Esta é uma questão extremamente delicada, pois não é fácil traçar a linha entre satisfazer o público e ser tão subserviente a ele a ponto de arriscar a própria vida, como músicos e atores bem sabem. Suas carreiras são frequentemente moldadas por escolhas que nada têm de artístico e são inteiramente "promocionais". Para dar um exemplo provocativo, podemos nos perguntar se aquelas estrelas que se entregaram ao álcool ou à heroína não queriam realmente ser salvas, ou se suas vidas foram abandonadas em nome da "criação de mitos" — e sua monetização.
Os fãs — e os usuários da plataforma — também seriam corresponsáveis pelo que os artistas e criadores de conteúdo fazem por eles (ou por seus próprios interesses)?

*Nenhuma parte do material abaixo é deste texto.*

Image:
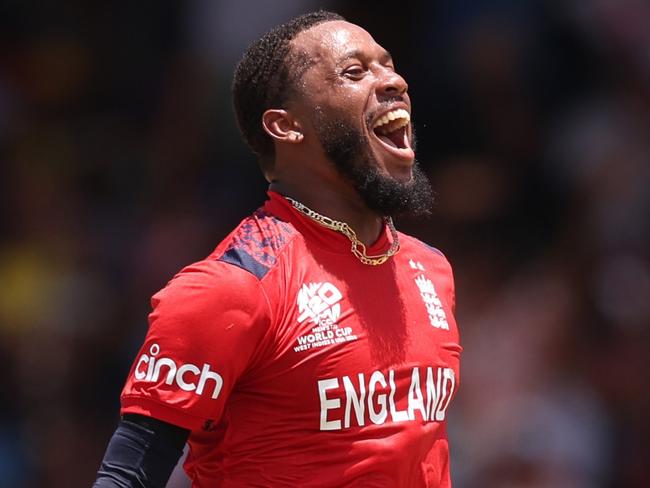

Seria extremamente difícil formular legalmente a hipótese de responsabilidade coletiva e generalizada por parte daqueles que — por meio da apreciação de um determinado estilo de vida ou da demanda por um determinado tipo de conteúdo — pressionaram ou induziram Pormanove a se submeter à tortura que levou à sua morte. Embora a questão do papel da "matilha" em casos de estupro coletivo deixe espaço para especulação.
Primeiro, porém, devemos nos perguntar se, em tais casos, podemos realmente falar da liberdade de escolher o próprio fim, quando todo o sistema de mídia tradicional e digital é projetado para recompensar o extremo, o mórbido, o viral.
Deveríamos também nos perguntar se entramos em uma nova forma dessa escravidão baseada na exploração do corpo, na qual a diferença entre explorado e explorador se torna cada vez mais tênue, e em nome da qual as pessoas estão dispostas a fazer qualquer coisa.
Antigamente, os gladiadores sabiam que morreriam pelo espetáculo, mas não aceitavam seu destino. Hoje, porém, a espetacularização do sofrimento é possibilitada por aqueles que a suportam. E talvez, por trás de cada ato extremo, não haja apenas um indivíduo, mas toda a plateia assistindo e tornando-o possível.